Does the undervoltage device have a safety-related low voltage function? If so, how would failure of the undervoltage device affect this function?

Response

No, the UV device does not have a low voltage (threshold) safety function. The function of the UV device is to detect a loss of voltage. Voltage is present when the RPS is not tripped and absent when the RPS is tripped.

Failure of the microcontroller to detect loss of voltage would not prevent the function of the UV device because there would be no voltage to keep the coil energized and the spring loaded plunger would trip the RTB. Since RPS applies or removes voltage, the threshold for low voltage detection is not significant.

Question 4 Describe the analysis or testing that determined that there is no credible failure of the undervoltage device that would keep it energized.

Response

An Exelon review of the circuit design and the application determined that there is no failure of the microcontrollers that would keep the UV device energized on loss of power.

Power is removed from the coil in the plant control circuit, external to the breaker. Once power is removed, there is no motive force in the coil windings to overcome the spring force. There is no battery in the device. There are only two wires coming. into the device. The spring extends the plunger and trips the breaker.

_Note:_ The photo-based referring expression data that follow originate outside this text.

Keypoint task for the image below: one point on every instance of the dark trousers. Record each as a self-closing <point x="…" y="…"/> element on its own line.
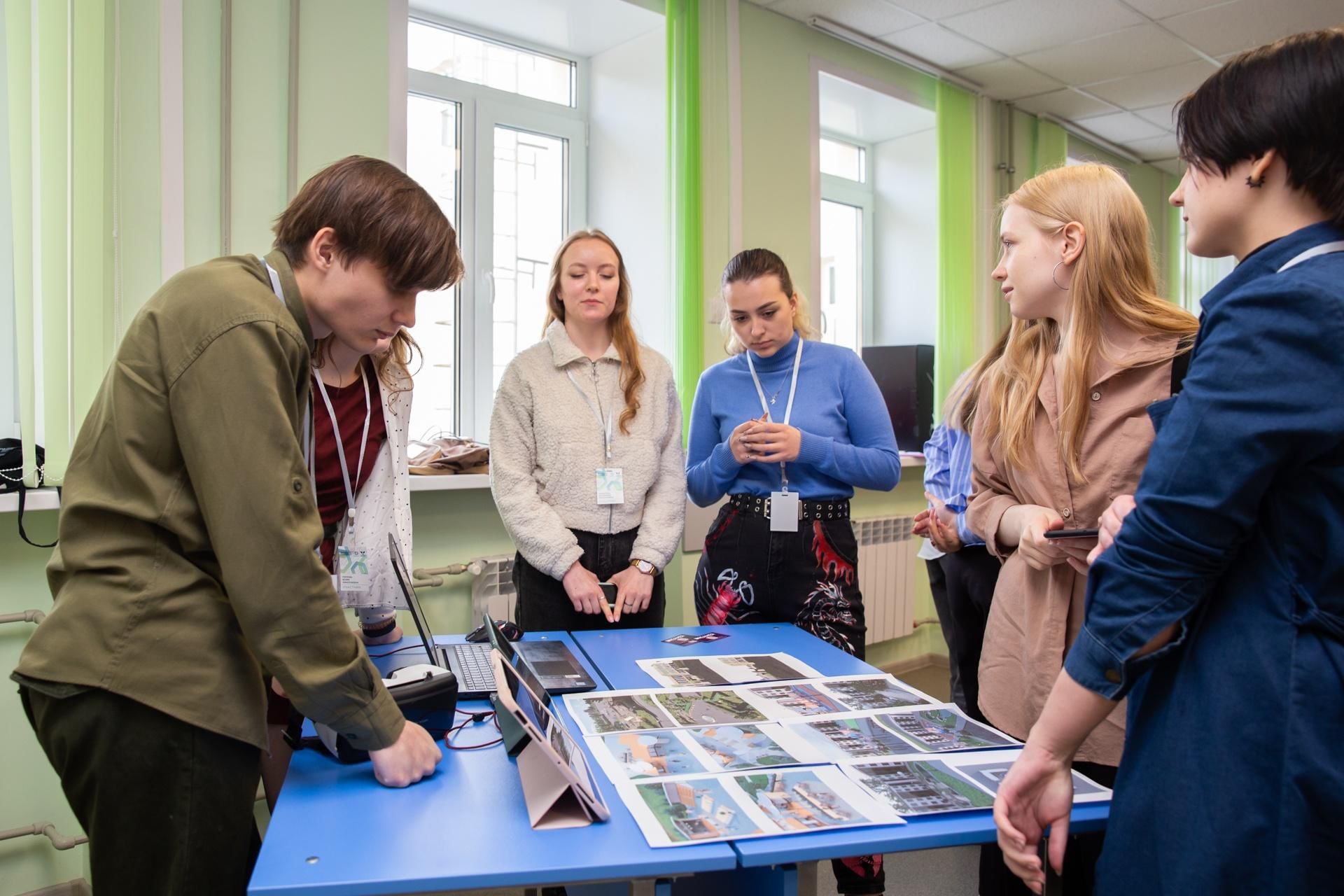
<point x="167" y="806"/>
<point x="1079" y="856"/>
<point x="806" y="578"/>
<point x="962" y="586"/>
<point x="545" y="606"/>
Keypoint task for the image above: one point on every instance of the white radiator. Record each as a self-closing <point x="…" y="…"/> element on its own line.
<point x="888" y="567"/>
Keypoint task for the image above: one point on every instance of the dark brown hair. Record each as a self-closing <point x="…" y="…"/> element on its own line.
<point x="1287" y="96"/>
<point x="622" y="331"/>
<point x="379" y="216"/>
<point x="755" y="264"/>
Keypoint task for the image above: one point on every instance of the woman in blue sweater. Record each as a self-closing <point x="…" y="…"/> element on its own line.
<point x="788" y="428"/>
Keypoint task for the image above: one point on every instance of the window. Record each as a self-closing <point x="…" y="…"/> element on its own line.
<point x="496" y="136"/>
<point x="846" y="260"/>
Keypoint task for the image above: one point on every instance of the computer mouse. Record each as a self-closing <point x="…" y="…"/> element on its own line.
<point x="507" y="629"/>
<point x="417" y="672"/>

Question 5 The licensee's May 6, 2009 letter states that "Failure of the microcontroller on the shunt trip device would have the same effect as coil failure, loss of power or blown fuse, which is similar to the existing design's failure modes." What is the basis for this statement?

Response

The microcontroller monitors input voltage to the device and when the correct threshold is sensed, coils are energized or de-energized to operate the plungers.

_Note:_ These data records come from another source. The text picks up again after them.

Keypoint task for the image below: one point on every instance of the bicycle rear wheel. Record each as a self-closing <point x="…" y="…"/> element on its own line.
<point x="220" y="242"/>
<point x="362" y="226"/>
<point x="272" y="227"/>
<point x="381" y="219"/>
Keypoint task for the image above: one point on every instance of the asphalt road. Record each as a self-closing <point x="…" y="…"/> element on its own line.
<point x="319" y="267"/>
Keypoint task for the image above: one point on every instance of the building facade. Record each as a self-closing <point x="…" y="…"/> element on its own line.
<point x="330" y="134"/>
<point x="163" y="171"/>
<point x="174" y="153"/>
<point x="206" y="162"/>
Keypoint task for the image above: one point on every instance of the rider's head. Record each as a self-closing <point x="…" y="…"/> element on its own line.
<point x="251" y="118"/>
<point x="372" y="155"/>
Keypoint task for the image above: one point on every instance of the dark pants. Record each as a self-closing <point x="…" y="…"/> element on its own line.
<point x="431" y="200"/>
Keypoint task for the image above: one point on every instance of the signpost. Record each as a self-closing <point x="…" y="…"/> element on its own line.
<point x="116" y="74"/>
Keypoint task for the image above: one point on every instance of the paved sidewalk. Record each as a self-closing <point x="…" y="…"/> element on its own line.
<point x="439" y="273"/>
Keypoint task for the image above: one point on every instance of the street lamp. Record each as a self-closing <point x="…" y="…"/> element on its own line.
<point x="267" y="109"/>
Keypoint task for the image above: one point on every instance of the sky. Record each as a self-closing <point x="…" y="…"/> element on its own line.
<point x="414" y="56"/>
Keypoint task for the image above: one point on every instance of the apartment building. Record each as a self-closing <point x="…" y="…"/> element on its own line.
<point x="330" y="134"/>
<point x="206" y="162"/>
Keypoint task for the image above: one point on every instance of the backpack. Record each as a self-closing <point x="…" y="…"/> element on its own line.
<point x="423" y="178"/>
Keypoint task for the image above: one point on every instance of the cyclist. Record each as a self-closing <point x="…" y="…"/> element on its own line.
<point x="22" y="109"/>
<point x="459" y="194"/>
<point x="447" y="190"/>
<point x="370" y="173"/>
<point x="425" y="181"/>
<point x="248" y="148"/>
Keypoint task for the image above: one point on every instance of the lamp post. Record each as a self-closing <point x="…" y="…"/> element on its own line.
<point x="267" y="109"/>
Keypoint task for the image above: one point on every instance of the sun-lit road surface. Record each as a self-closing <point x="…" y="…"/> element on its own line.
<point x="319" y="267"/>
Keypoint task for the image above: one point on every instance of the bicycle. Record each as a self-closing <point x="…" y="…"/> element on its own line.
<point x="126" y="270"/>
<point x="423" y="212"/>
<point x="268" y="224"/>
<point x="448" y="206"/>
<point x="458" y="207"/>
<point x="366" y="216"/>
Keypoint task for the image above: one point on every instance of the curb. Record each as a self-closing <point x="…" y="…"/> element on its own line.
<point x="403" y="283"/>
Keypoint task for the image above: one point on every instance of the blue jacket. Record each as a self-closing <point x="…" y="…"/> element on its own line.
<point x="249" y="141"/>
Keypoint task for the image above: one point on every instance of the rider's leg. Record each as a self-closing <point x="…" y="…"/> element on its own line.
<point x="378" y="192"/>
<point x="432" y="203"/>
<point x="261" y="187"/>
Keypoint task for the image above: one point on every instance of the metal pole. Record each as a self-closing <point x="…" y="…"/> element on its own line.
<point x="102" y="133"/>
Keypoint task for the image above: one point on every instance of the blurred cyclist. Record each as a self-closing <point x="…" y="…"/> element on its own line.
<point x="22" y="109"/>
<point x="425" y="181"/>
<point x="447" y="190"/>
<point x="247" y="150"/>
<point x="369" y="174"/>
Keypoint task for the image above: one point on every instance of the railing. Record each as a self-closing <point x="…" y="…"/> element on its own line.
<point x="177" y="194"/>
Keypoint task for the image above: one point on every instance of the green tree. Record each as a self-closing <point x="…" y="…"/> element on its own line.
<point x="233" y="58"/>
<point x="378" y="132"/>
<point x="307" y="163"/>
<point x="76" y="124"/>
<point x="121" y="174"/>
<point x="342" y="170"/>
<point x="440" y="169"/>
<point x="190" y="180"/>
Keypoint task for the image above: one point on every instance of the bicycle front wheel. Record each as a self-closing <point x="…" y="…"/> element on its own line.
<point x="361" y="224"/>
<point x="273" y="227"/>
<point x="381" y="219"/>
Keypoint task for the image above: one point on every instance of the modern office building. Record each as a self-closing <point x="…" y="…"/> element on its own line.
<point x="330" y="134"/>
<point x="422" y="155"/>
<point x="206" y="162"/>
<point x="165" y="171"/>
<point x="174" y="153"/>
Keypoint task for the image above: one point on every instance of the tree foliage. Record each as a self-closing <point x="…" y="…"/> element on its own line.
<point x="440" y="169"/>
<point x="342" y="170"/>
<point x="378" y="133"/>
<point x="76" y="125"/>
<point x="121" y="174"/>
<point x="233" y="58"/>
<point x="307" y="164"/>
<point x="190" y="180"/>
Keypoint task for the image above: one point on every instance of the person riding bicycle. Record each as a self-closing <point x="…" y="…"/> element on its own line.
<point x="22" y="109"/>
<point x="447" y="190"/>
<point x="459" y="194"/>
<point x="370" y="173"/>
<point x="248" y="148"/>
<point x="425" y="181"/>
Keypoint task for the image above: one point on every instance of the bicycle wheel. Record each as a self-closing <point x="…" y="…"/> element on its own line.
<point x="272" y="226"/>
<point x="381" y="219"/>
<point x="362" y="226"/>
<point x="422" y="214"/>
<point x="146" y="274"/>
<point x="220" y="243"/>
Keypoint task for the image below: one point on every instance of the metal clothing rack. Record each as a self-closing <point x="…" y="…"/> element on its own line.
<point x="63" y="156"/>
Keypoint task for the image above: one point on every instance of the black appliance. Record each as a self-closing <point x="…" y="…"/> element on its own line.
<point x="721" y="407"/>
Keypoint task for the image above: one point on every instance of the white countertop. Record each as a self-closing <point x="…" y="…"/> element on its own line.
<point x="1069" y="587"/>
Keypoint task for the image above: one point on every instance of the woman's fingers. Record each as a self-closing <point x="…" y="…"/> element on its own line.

Failure of the Shunt Trip microcontroller could result in failure to energize its associated coil. The result of this failure mode is consistent with loss of power, a blown fuse, or coil failure in the existing design as they would also result in failure to energize the Shunt Trip coil.

ATTACHMENT 1 Request for Additional Information Page 8 of 13 Failure of the Shunt Trip microcontroller would not result in inadvertent energization of the coil because the voltage is not available to the Shunt Trip device without an RPS trip signal present.

Question 6 a.

In Section 5.3 of the NLI V&V report it states, "A highly controlled process was used to develop and test the software and software/hardware system." How was it determined that Schneider/Square D used a highly controlled process to develop and test the software and the software/hardware system?

Response

NLI performed a V&V audit of the Schneider/Square D facility where the development, testing and manufacturing are performed. The audit consisted of a documentation review and personnel interviews. The controlling procedures and implementation of the procedure were reviewed. It was determined that Schneider/Square D controls the life cycle steps for the hardware and software, including product specification, firmware development, firmware testing, integration testing, and manufacturing. Configuration control is maintained throughout the product lifecycle. NLI concluded that there was sufficient documentation to support the dedication of the devices for safety related applications. The NLI dedication process meets the requirements of EPRI TR-106439, IIGuidelines on Evaluation and Acceptance of Commercial Grade Digital Equipment for Nuclear Safety Applications. II The following documents control the development, testing and lifecycle of the firmware.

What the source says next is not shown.